This project focuses on topic modeling for abstracts of papers from the CShorten/ML-ArXiv-Papers dataset using a knowledge distillation approach. We use a large teacher model (Llama-3-70B) to generate labels and a smaller student model (Llama-3-8B) fine-tuned on this data for inference.
We employ a knowledge distillation approach to generate high-quality training data and use a smaller fine-tuned model for inference, which performs similarly to the large teacher model.
For finetuning the Llama-3-8b model, we use ROUGE as a custom metric instead of the default cross-entropy loss by the SFT Trainer.
- Teacher Model: Llama-3-70B-Instruct
- Student Model: Llama-3-8B-Instruct
The performance of the models is evaluated using BLEU-3 and ROUGE and similarity scores.
lama_topic_modeling/
├── ...
├── config/
| ├── init.py
| └── config.yaml
|
├── data/
| ├── init.py
| ├── data_loader.py
| ├── topic_generator.py
| └── data_processor.py
|
├── models/
| ├── init.py
| └── model.py
|
├── results/
| └── llama_finetuned.pth
|
├── training/
| ├── init.py
| └── trainer.py
|
├── evaluation/
| ├── init.py
| └── metrics.py
|
├── utils/
| ├── init.py
| └── argument_parser.py
|
├── main_generate_labels.py (Main code for generating labels for training)
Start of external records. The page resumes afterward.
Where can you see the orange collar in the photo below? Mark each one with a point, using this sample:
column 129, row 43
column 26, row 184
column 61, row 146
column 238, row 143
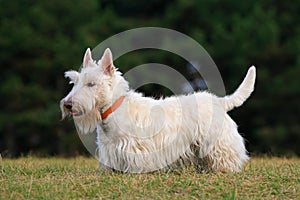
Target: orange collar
column 113, row 107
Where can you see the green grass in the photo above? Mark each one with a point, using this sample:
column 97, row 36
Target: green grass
column 79, row 178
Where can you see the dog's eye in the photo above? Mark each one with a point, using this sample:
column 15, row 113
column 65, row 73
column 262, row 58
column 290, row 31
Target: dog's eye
column 90, row 84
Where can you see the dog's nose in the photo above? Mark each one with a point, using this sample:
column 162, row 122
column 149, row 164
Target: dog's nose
column 68, row 105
├── main_finetune_model.py (Main code for finetuning)
├── main_evaluate.py (Main code for evaluating models)
├── requirements.txt
├── run.sh
├── Topic_modeling_documentation_ankit.pdf
├── Dockerfile
└── README.md
-
Clone the repository:
git clone https://github.com/yourusername/llama_topic_modeling.git cd llama_topic_modeling -
Create a virtual environment and activate it: (Python version: 3.9 or newer)
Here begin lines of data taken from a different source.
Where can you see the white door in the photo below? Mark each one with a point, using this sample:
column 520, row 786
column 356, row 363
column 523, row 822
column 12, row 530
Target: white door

python -m venv venv source venv/bin/activate # On Windows use `venv\Scripts\activate`
-
Install PyTorch with the appropriate CUDA version.
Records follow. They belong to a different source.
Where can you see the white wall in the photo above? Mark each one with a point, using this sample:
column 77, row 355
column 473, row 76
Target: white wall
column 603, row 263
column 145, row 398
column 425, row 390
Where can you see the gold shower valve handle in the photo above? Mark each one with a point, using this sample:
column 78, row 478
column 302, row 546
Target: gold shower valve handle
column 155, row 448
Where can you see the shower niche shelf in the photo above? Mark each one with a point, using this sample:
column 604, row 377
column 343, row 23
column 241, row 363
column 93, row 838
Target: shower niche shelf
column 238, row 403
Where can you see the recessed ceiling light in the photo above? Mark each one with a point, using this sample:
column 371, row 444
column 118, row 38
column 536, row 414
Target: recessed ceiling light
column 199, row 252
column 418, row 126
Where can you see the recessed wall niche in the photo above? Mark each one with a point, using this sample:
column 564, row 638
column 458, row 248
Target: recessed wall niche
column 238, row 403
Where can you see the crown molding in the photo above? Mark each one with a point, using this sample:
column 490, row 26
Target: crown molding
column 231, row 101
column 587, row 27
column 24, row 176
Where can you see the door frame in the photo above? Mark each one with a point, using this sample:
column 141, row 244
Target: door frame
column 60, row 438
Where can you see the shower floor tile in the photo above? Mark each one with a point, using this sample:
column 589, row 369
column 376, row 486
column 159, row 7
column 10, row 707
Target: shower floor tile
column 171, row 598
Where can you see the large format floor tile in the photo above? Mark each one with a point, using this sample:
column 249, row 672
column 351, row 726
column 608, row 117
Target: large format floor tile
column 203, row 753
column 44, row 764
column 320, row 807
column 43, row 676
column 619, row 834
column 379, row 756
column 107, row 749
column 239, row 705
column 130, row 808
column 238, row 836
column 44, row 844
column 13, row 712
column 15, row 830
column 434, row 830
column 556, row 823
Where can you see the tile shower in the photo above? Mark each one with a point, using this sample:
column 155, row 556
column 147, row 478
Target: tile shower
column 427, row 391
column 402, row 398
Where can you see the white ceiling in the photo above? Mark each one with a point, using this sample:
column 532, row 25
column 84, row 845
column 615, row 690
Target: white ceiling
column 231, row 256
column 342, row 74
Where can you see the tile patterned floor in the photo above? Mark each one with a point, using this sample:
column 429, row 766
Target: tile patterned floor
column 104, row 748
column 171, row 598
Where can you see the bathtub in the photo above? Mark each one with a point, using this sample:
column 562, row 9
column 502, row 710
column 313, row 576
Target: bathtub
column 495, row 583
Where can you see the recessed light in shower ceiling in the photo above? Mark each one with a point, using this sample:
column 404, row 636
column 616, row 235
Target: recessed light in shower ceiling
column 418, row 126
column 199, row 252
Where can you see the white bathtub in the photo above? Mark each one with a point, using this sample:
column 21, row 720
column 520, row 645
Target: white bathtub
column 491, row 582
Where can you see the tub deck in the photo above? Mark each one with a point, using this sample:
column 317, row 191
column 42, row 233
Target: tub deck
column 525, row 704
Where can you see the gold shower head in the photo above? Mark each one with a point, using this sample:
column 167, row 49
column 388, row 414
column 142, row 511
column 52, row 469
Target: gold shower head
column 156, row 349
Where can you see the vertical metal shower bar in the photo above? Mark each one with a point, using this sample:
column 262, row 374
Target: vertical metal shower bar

First, check your CUDA version.
nvcc --version
If
nvccis not available, you can check the CUDA version via the NVIDIA driver:nvidia-smi
The CUDA version will be displayed at the top of the output.
Then, visit the PyTorch installation page to get the correct installation command for your CUDA version. A minimum PyTorch version 2.0 is required.
For example, for CUDA 11.6:
pip install torch torchvision torchaudio --extra-index-url https://download.pytorch.org/whl/cu116
For CUDA 11.7:
pip install torch torchvision torchaudio --extra-index-url https://download.pytorch.org/whl/cu117
-
Verify the installation:
python -c "import torch; print(torch.__version__); print(torch.cuda.is_available())"This should print the PyTorch version (2.0 or higher) and return
Trueif CUDA is properly installed and configured. -
Install the required packages:
pip install -r requirements.txt
-
HuggingFace token: Put your huggingface token in /main.py which will be used to download the llama-3 models.
-
Update config; Update different training parameters if needed at config.yaml.
-
Generate labels: Generate label from teacher model
python main_generate_labels.py
-
Finetune model: Finetune the student model based on data generated using teacher model
python main_finetune_model.py
-
Evaluate models: Evaluate the finetuned model for the test set using BLEU and ROUGE scores.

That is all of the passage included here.